Senegal has long been regarded as a bastion of stability in volatile West Africa, but social tensions have risen due to spiralling living costs and high unemployment. This has forced thousands of young people each year to risk their lives trying to reach Spain’s Canary Islands in rickety boats.

Since comfortably winning re-election in February, the octogenarian Wade has been criticised for pushing ahead with an ambitious infrastructure programme in Dakar to host an Islamic conference next year, while ignoring the plight of ordinary Senegalese, most of whom live below the poverty line.

DISTURBANCES SPREAD
Plumes of black smoke rose above the city’s business district, set on the western tip of Africa’s coast, as riot police pursued youths down side streets choked with tear gas. The disturbances started in the Sandaga market area but soon spread to neighbouring residential quarters, witnesses said.
Casualty figures were not immediately available, but dozens of protesters were arrested, witnesses said. In the Medina neighbourhood, rioters sacked the local mayor’s office, burned at least one car and looted the headquarters of the national electricity company, Senelec.
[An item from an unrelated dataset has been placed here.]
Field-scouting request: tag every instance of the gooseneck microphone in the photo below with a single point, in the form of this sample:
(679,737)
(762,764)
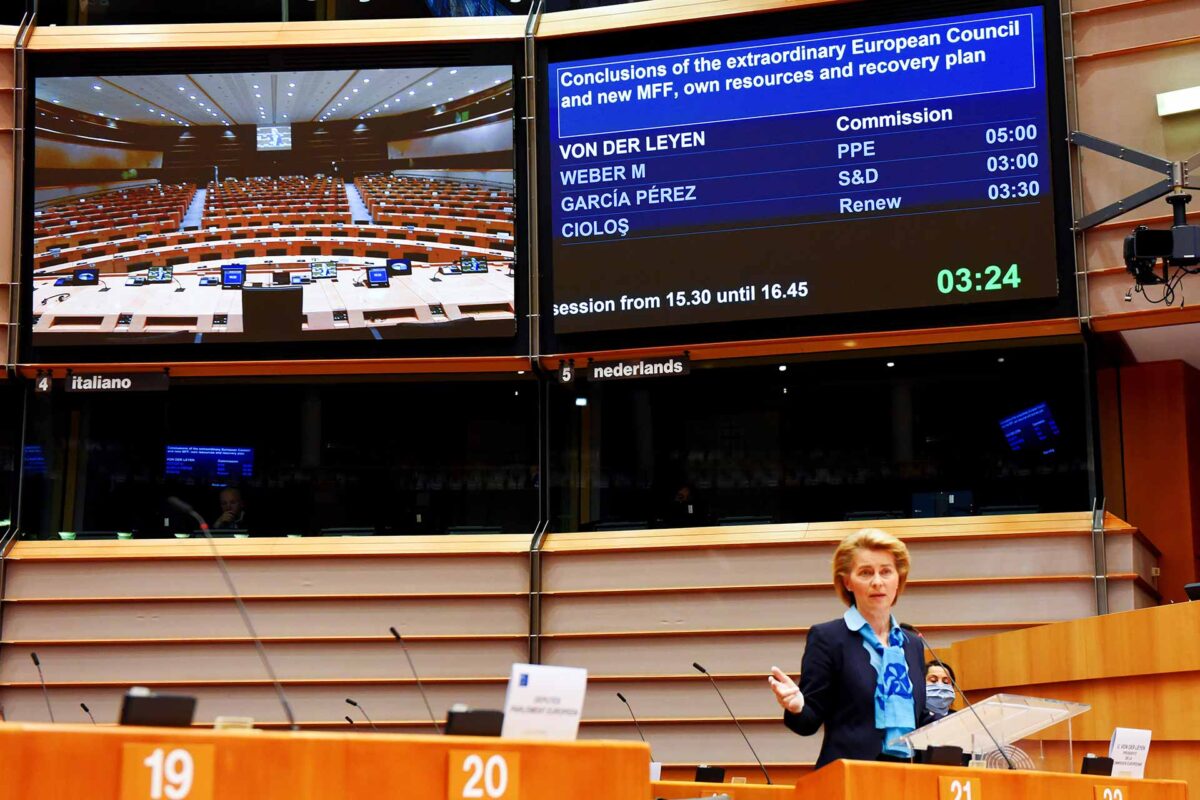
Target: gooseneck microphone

Vans packed with riot police rushed towards the disturbances in the city centre. In one of them, police beat a detained protester with batons, a Reuters witness said.
“If you take from the people the little that they have, you can’t blame them from protesting,” said one foreign resident, closing the windows of her downtown apartment to stop tear gas from entering.

Wade ordered the clearances after meeting with business leaders who complained about working hours lost due to Dakar’s congested streets, where pedestrians are forced to walk in the road due to wooden stalls blocking the pavements.

“We will carry on clearing our streets,” Dakar Governor Amadou Sy told national television late on Tuesday before the disturbances erupted.